Asked October 31, 2018, 10:24 AM EDT

Last year & this year squirrels torn up my lawn, at night, digging for grubs. I didn't know it was grubs until this year. I thought it was moles or voles. What can I do to get rid of the grubs and stop the squirrels from digging up my lawn. They went all around the house. Thanks

Anne Arundel County Maryland lawns and turf wildlife

1 Response

Squirrels can dig for a number of reasons and this can be frustrating. If you feed the birds you should stop for a while because as you know this also attracts squirrels. Squirrels may be burying acorns in your lawn, but it may be another critter producing the damage that you are seeing.

It is more common for skunks, raccoons, and fox to create holes in the lawn (at night) while searching for grubs or earthworms. Take a look at our website for photos

Send us photos so we can see what you may be dealing with.

You may also want to check for grubs in your lawn. Make sure you have a grub problem. Reasons include past history of grubs, if you have a sprinkler system that keeps the soil moist for egg laying, and if we have weather conditions like wet summers and lush lawns while the adult beetles are active in June. The turf can be rolled back from the soil like a rug this is usually in late summer to early fall. Look for grubs in the upper soil surface, you may need to dig with a trowel. If the grub count exceeds 6-8 per square foot, you may want to consider treating for grubs.
In general, adult egg laying begins in July and root feeding begins in August.

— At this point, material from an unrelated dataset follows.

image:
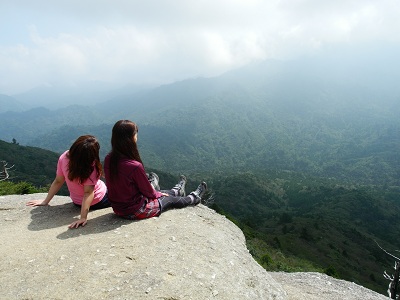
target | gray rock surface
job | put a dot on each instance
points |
(191, 253)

Grub controls are applied as a preventative (time frame is mid June through August). Look for a season long grub control that contains the active ingredient Chlorantraniliprole. This product is more environmentally friendly. See our publication on japanese beetles for more information

Now all you can do is look for grubs. If you continue to have problems, you can put down a grub control as mentioned above, next season. You will have to do some reseeding in the spring.